I´m sure they can ...  They just don't like queueing!

Otherwise get a Gibraltar taxi to the border and there is a Spanish taxi rank right there by the gate.


----------



## 2ladies (Feb 7, 2008)

Alcalaina said:


> I´m sure they can ...  They just don't like queueing!
> 
> Otherwise get a Gibraltar taxi to the border and there is a Spanish taxi rank right there by the gate.


Right next to each other? I don't think so!! How would we cope with six suitcases?


----------



## Alcalaina (Aug 6, 2010)

2ladies said:


> Right next to each other? I don't think so!! How would we cope with six suitcases?


Well, I´m not sure why anyone would want to travel with six suitcases ...  but surely with your elderly relative there, people will offer to help you.

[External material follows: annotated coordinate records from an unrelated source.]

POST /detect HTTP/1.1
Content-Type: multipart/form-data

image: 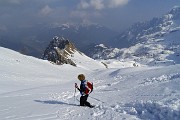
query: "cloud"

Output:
[108,0,129,8]
[40,5,53,16]
[78,0,130,10]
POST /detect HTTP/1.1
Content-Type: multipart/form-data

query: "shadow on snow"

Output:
[34,100,78,106]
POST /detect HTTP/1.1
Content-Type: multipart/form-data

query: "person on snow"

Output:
[75,74,94,108]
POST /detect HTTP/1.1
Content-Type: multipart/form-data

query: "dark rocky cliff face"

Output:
[42,36,77,66]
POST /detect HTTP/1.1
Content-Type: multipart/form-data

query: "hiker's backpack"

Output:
[84,81,93,94]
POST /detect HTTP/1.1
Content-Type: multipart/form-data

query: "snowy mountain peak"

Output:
[43,36,77,66]
[169,6,180,20]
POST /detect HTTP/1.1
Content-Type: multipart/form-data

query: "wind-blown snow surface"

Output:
[0,47,180,120]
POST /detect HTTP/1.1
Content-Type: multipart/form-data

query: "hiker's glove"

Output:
[75,83,78,88]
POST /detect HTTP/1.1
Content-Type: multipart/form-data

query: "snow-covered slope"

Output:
[0,47,180,120]
[92,7,180,66]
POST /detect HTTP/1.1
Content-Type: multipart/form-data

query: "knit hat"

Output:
[78,74,85,81]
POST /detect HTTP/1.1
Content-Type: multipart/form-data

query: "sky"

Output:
[0,0,180,31]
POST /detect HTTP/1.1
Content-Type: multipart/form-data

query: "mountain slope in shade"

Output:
[0,47,180,120]
[0,23,118,58]
[92,7,180,65]
[42,36,105,69]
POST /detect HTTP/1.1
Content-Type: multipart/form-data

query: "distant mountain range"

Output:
[0,23,118,58]
[89,7,180,65]
[0,6,180,65]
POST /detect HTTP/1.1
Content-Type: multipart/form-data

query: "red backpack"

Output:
[84,82,93,94]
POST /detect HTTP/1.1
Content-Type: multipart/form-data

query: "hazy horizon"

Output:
[0,0,180,31]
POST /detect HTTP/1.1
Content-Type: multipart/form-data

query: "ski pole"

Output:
[89,96,105,103]
[74,83,76,102]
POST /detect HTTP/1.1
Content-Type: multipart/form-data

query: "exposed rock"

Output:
[42,36,78,66]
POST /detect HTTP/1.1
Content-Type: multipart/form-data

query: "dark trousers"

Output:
[80,95,92,107]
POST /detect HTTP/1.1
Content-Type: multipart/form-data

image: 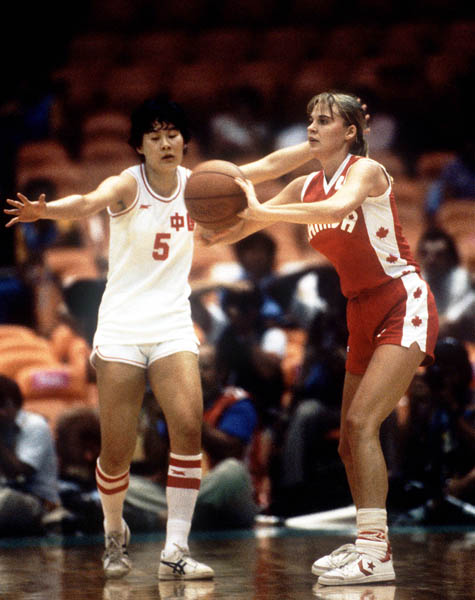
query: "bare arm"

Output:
[238,160,388,224]
[4,174,137,227]
[239,142,313,184]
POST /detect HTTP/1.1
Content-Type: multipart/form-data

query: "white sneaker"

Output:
[312,544,359,575]
[102,521,132,577]
[318,549,396,585]
[313,583,396,600]
[158,546,214,580]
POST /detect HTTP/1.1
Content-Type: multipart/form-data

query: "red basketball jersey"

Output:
[302,154,419,298]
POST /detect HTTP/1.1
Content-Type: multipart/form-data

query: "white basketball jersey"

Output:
[94,165,195,346]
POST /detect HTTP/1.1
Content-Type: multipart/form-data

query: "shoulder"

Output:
[287,171,310,195]
[345,156,391,196]
[16,409,50,434]
[102,169,139,213]
[348,156,386,177]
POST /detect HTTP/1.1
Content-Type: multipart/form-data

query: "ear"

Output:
[345,125,358,141]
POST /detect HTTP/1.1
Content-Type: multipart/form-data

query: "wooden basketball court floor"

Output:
[0,525,475,600]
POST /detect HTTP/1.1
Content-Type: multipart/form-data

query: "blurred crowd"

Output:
[0,0,475,535]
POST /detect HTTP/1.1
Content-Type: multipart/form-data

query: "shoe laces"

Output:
[330,544,359,556]
[104,532,127,561]
[330,544,360,567]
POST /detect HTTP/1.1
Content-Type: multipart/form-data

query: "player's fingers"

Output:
[7,198,23,208]
[5,217,18,227]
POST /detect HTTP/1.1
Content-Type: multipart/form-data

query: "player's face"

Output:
[307,103,356,156]
[137,123,185,171]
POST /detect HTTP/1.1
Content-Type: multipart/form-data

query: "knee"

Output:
[167,414,201,440]
[99,448,132,476]
[338,435,351,465]
[344,410,380,448]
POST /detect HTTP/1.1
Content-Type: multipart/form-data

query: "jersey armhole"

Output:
[107,169,140,218]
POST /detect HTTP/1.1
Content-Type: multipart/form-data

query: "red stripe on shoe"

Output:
[168,456,201,469]
[96,465,129,483]
[96,479,129,496]
[167,475,201,490]
[358,559,374,575]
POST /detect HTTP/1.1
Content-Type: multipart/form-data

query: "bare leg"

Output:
[340,344,424,508]
[97,359,145,475]
[149,352,203,455]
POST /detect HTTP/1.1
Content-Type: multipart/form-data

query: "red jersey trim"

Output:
[140,163,183,204]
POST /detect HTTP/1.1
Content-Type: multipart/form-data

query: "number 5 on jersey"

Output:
[152,233,171,260]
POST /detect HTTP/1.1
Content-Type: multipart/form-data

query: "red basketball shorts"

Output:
[346,273,439,375]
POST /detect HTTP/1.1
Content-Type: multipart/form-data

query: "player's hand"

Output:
[236,177,263,221]
[3,193,46,227]
[358,98,371,135]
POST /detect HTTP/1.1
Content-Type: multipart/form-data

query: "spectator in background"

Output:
[191,231,284,343]
[390,337,475,524]
[270,310,352,516]
[208,86,272,162]
[425,135,475,222]
[417,228,475,342]
[0,375,60,535]
[216,288,287,424]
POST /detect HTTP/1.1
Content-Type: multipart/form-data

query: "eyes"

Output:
[150,130,180,142]
[308,115,333,127]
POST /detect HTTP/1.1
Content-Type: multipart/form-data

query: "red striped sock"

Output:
[96,459,129,533]
[165,452,202,554]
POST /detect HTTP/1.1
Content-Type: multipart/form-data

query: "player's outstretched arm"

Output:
[3,175,136,227]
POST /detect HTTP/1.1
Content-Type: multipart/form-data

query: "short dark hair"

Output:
[129,96,191,150]
[0,375,23,408]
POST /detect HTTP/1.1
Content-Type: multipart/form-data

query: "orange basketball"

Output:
[185,160,247,230]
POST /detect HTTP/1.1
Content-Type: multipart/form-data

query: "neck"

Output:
[145,163,178,196]
[319,150,348,181]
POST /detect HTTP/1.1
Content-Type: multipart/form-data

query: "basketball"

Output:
[185,160,247,230]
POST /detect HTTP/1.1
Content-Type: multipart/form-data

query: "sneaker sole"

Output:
[158,573,214,581]
[318,573,396,585]
[312,566,335,575]
[104,567,131,579]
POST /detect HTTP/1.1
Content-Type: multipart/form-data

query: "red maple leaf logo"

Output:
[412,316,422,327]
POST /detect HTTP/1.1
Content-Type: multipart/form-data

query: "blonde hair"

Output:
[307,92,368,156]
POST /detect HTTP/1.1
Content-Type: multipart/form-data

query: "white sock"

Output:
[96,459,129,534]
[356,508,390,559]
[164,452,202,556]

There´s another company here:

Gibraltar Airport Transport and Taxi Service

Leisure Bus can provide all your airport transfer needs to and from Gibraltar, our private minibus taxi service is available to carry individuals, families and large groups. Our prices become cost effective when carrying more than 4 passengers, making us cheaper than taking 2 taxis to your destination. However our courteous and reliable service with English speaking drivers also appeal to individuals and small groups.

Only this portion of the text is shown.